The attack took place in May, but Cisco initially disclosed it on 10 August 2022 after its name appeared for the first time on Yanluowang’s dark web leak site.
At the time, it said, the attacker was likely an initial access broker (IAB) with links to a threat actor tracked as UNC2447, the Yanluowang crew, and the Lapsus$ group that attacked multiple tech firms at the start of the year.
They likely gained access after successfully phishing a Cisco employee who had stored their credentials in their personal Google account.
Ultimately, the attacker exfiltrated the contents of a Box folder associated with the compromised employee’s account, and employee authentication data from Active Directory.

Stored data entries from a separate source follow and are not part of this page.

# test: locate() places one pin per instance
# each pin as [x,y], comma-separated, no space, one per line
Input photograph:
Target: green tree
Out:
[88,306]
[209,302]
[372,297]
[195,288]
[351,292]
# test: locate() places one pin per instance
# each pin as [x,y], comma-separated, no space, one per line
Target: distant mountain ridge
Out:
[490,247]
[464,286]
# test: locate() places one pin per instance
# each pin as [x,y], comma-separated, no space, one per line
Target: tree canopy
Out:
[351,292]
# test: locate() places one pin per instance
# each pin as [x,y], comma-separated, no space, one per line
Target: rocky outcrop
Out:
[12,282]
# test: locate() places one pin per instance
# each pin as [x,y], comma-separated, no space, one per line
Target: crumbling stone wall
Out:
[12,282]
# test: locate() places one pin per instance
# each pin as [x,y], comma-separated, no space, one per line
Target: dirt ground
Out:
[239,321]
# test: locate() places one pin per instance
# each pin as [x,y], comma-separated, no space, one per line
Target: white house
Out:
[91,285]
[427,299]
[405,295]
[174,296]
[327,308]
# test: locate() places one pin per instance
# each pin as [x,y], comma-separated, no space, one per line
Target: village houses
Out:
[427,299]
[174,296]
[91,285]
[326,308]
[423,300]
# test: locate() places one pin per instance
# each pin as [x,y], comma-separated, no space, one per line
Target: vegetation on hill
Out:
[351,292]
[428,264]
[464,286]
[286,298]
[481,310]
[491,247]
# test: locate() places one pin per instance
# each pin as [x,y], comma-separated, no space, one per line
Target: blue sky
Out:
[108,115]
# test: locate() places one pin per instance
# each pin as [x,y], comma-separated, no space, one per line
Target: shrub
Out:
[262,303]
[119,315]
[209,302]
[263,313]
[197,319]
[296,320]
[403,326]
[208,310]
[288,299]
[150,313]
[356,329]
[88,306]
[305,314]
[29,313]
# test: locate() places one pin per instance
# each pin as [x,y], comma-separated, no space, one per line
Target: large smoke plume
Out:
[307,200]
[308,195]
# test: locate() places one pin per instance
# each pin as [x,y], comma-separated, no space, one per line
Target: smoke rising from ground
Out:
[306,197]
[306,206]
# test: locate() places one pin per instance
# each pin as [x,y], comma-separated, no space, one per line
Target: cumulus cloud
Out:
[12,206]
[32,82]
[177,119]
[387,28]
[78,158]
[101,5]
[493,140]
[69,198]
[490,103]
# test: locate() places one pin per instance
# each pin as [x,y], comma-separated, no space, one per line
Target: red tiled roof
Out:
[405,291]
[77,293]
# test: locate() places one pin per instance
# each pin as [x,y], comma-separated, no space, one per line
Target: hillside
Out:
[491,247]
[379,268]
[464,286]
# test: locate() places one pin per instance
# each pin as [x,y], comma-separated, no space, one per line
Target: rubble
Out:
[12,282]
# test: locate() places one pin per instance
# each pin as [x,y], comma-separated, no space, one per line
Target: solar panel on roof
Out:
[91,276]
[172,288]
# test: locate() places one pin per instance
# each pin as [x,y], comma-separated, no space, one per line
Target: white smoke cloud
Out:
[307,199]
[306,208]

In an update delivered on 11 September, Cisco’s threat intelligence unit Talos said: “On September 11, 2022, the bad actors who previously published a list of file names from this security incident to the dark web, posted the actual contents of the same files to the same location on the dark web. The content of these files match what we already identified and disclosed.
They continued: “Our previous analysis of this incident remains unchanged – we continue to see no impact to our business, including Cisco products or services, sensitive customer data or sensitive employee information, intellectual property, or supply chain operations.”
According to Bleeping Computer, however, the Yanluowang gang claims it has stolen 55GB of data including classified documents, technical information, and – critically – source code, although this is unconfirmed.
Chris Hauk, consumer privacy champion at Pixel Privacy, commented: “While this is definitely a case of ‘We said, they said’, when it comes to this data breach, Cisco customers and employees should treat this breach as if the bad actors do have access to all of the data they claim to have stolen.
“That means they should be alert for phishing schemes using the possibly purloined data, while also policing their login information, making sure they have not reused their passwords anywhere.”
A comparative rarity on the cyber criminal scene given the dominance of Russian-speaking ransomware gangs, Yanluowang was first identified in late 2021 by Symantec’s Threat Hunter team, however, it seems to have been operational since at least August 2021.
It appears to be chiefly interested in organisations operating in the financial sector, but it has also targeted those specialising in consultancy, engineering, IT services and manufacturing.
According to Symantec, it uses a number of tactics, techniques and procedures (TTPs) that are associated with the Thieflock ransomware-as-a-service (RaaS) operation, possibly suggesting the presence or influence of an affiliate.
In April 2022, researchers at Kaspersky were able to crack the ransomware’s encryption after finding a flaw in its RSA-1024 asymmetric encryption algorithm, and subsequently made a free decryptor available for victims.